Re: [PATCH 5/7] mm/migrate: add copy offload registration infrastructure
From: Zi Yan
Date: Thu Jun 11 2026 - 14:44:45 EST
On 11 Jun 2026, at 5:55, Karim Manaouil wrote:
> On Sun, May 24, 2026 at 07:16:55PM -0700, David Rientjes wrote:
>> On Wed, 20 May 2026, Garg, Shivank wrote:
>>
>>>>> +static bool migrate_offload_do_batch(int reason)
>>>>> +{
>>>>> + if (!static_branch_unlikely(&migrate_offload_enabled))
>>>>> + return false;
>>>>> +
>>>>> + switch (reason) {
>>>>> + case MR_COMPACTION:
>>>>> + case MR_SYSCALL:
>>>>> + case MR_DEMOTION:
>>>>> + case MR_NUMA_MISPLACED:
>>>>> + return true;
>>>>> + default:
>>>>> + return false;
>>>>
>>>>
>>>> What's the exact reason we don't do this for hotunplug etc? IOW, why do we make
>>>> this depend on a reason?
>>>
>>> Reason-based filtering could be a requirement for some users who want only specific
>>> use cases to go through DMA offload.
>>>
>>
>> +1, I think this makes a lot of sense; not all DMA offloads are created
>> equally and we may prefer to unburden them from being contended by
>> migrations that they are not intending to accelerate.
>>
>>> For the RFC, I introduced a placeholder to enable further discussion on which use cases
>>> should allow migration offload and whether offload users actually need this control?
>>>
>>> Your other point also makes sense: "If someone migrates a handful of folios, latency is
>>> likely more important (and batching less beneficial)."
>>> Based on this, we could either fully rely on batch size. I'll think more about this.
>>>
>>
>> There are, or will be, some offloads that must be used for certain types
>> of page migrations, like Confidential Computing. That's for functional
>> reasons, not a heuristic.
>>
>> We want to use certain hardware assists solely for promotion and demotion
>> of memory for tiering. We certainly wouldn't want those hardware assists
>> to be inundated by users doing tons of move_pages(2) on their own or by
>> best effort memory compaction in the kernel.
>
> One of the biggest arguments against using memory-offload accelerators for
> generic page migration is that user-mapped memory migration is dominated
> by rmap (unmapping before migration) and remove_migration_ptes() after
> memory copy. In my experiments with Intel DSA on Sapphire Rapid,
> assuming you're copying 4KiB pages at a deep queue depth (64/128 pages).
>
> 1. A single instance can achieve up to 30GB/s when counting
> only descriptor submission and polling for completion.
>
> 2. With DMA mapping overhead, which you usually have to do when you
> are behind an IOMMU, it's about 23GB/s in IOMMU passthrough mode,
> and 17GB/s in translated mode. That's still more than double the
> throughput achieved by a single CPU core at around 9GB/s.
>
> 3. The throughput drops significantly when measuring the
> completetion of the entire migrate_pages() at barely 1GB/s.
>
> Unmapping is about 50% of the total time and remove_migration_ptes() is
> about 40/45% in my experiments, which leaves only 5/10% on the table for
Do you have a breakdown of unmapping and remove_migration_ptes()?

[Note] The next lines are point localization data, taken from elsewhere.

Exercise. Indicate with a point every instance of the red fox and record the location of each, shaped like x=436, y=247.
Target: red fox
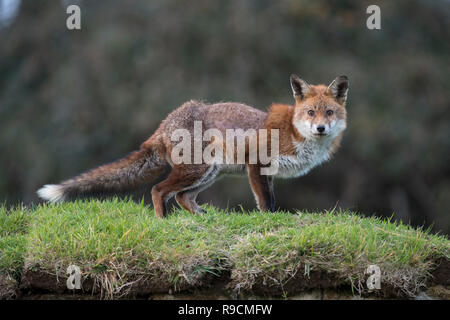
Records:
x=310, y=132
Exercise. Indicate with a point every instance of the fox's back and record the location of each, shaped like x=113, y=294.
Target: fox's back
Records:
x=221, y=116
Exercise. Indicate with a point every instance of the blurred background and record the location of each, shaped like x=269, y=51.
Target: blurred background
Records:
x=73, y=100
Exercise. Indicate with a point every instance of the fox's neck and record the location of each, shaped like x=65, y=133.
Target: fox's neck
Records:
x=280, y=117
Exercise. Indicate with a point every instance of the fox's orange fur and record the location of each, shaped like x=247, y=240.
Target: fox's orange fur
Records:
x=309, y=133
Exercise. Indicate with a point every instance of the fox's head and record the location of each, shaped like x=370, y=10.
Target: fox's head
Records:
x=319, y=110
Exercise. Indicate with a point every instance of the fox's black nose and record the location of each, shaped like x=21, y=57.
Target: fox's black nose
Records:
x=321, y=128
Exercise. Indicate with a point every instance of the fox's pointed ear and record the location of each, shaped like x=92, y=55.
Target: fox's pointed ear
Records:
x=299, y=87
x=339, y=88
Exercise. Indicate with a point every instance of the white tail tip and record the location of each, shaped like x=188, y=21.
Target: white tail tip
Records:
x=51, y=192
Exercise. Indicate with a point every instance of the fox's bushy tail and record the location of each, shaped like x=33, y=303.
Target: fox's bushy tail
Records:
x=126, y=174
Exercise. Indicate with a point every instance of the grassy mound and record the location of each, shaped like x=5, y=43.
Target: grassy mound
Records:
x=123, y=250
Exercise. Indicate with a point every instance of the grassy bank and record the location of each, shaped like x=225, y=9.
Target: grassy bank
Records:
x=122, y=249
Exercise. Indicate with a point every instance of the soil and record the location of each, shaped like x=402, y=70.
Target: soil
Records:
x=37, y=284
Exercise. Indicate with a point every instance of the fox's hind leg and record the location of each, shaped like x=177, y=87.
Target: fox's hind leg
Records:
x=187, y=200
x=185, y=181
x=262, y=187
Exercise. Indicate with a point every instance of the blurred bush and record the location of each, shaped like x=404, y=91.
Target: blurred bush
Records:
x=72, y=100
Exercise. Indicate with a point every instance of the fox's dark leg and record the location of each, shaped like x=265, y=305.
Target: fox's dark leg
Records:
x=184, y=180
x=262, y=187
x=187, y=198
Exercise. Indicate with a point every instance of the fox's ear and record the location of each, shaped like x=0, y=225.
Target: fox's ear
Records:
x=339, y=88
x=299, y=87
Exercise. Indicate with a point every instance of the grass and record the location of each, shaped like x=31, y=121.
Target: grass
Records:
x=120, y=244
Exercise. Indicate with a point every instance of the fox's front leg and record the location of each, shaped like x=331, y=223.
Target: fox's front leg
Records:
x=262, y=187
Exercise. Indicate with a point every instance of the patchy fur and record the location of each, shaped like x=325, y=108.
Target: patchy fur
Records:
x=309, y=133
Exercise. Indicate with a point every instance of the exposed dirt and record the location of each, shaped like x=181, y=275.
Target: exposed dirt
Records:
x=8, y=288
x=38, y=284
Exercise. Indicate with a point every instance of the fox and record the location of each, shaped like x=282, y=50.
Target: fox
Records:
x=310, y=132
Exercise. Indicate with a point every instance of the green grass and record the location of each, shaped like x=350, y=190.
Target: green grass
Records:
x=13, y=229
x=121, y=242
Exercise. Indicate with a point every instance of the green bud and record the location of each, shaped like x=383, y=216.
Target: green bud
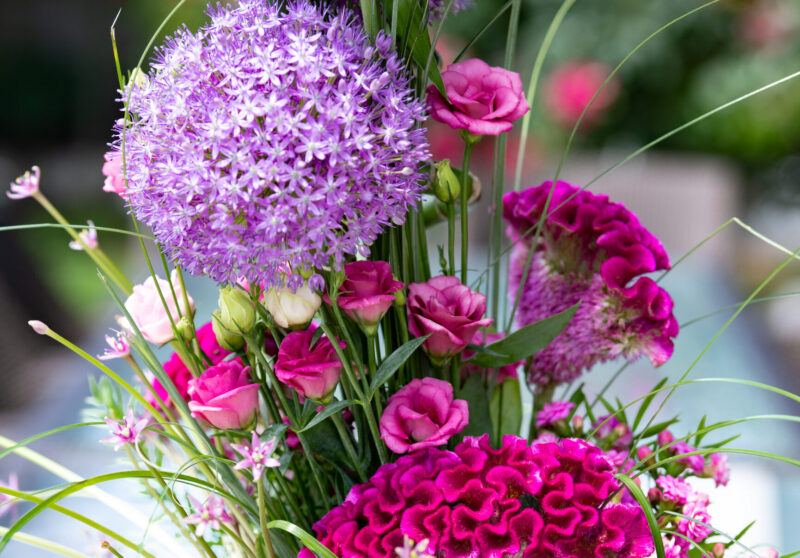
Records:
x=236, y=311
x=228, y=340
x=446, y=185
x=185, y=329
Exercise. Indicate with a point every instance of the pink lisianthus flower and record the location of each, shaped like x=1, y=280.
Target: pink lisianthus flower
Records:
x=112, y=170
x=421, y=415
x=447, y=310
x=367, y=292
x=313, y=371
x=148, y=312
x=26, y=185
x=481, y=99
x=225, y=395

Are these 4KB pages shared or private? I can see that a shared page can
cost more during rmap. BTW, I assume your measurements are done
with migrate_pages_batch(), which performs TLB shootdown once for all
these pages, otherwise TLB shootdown cost would dominate.
> the actual page data copy. You're not bottlenecked by memory bandwidth
> to justify using a memory-offload accelerators and the CPU cycles you
> save from offloading is too small to matter.
>
> So any discussion on accelerating promotion/demotion using these
> accelerators is useless to me, unless I am missing something.
>
> Like what kind of use cases do you have in mind? What kind of workloads
> and pages you're thinking? Especially, via migrate_pages() which is
> largely involved in scenarios involving user-mapped memory (anonymous and
> file pages) and thus heavy rmap involvment.
A paper[1] shows that using DSA can improve memory compaction speed and
memory compaction should migrate <2MB folios.
[1] https://ieeexplore.ieee.org/document/10841986
>
>> I think the use cases should be configurable by the user if at all
>> possible so we can control what has access to being offloaded. These are
>> often shared system resources and can be contended like any other
>> resource, so configuring which migrations can use them vs not use them
>> seems important.
>
> --
> ~karim
Best Regards,
Yan, Zi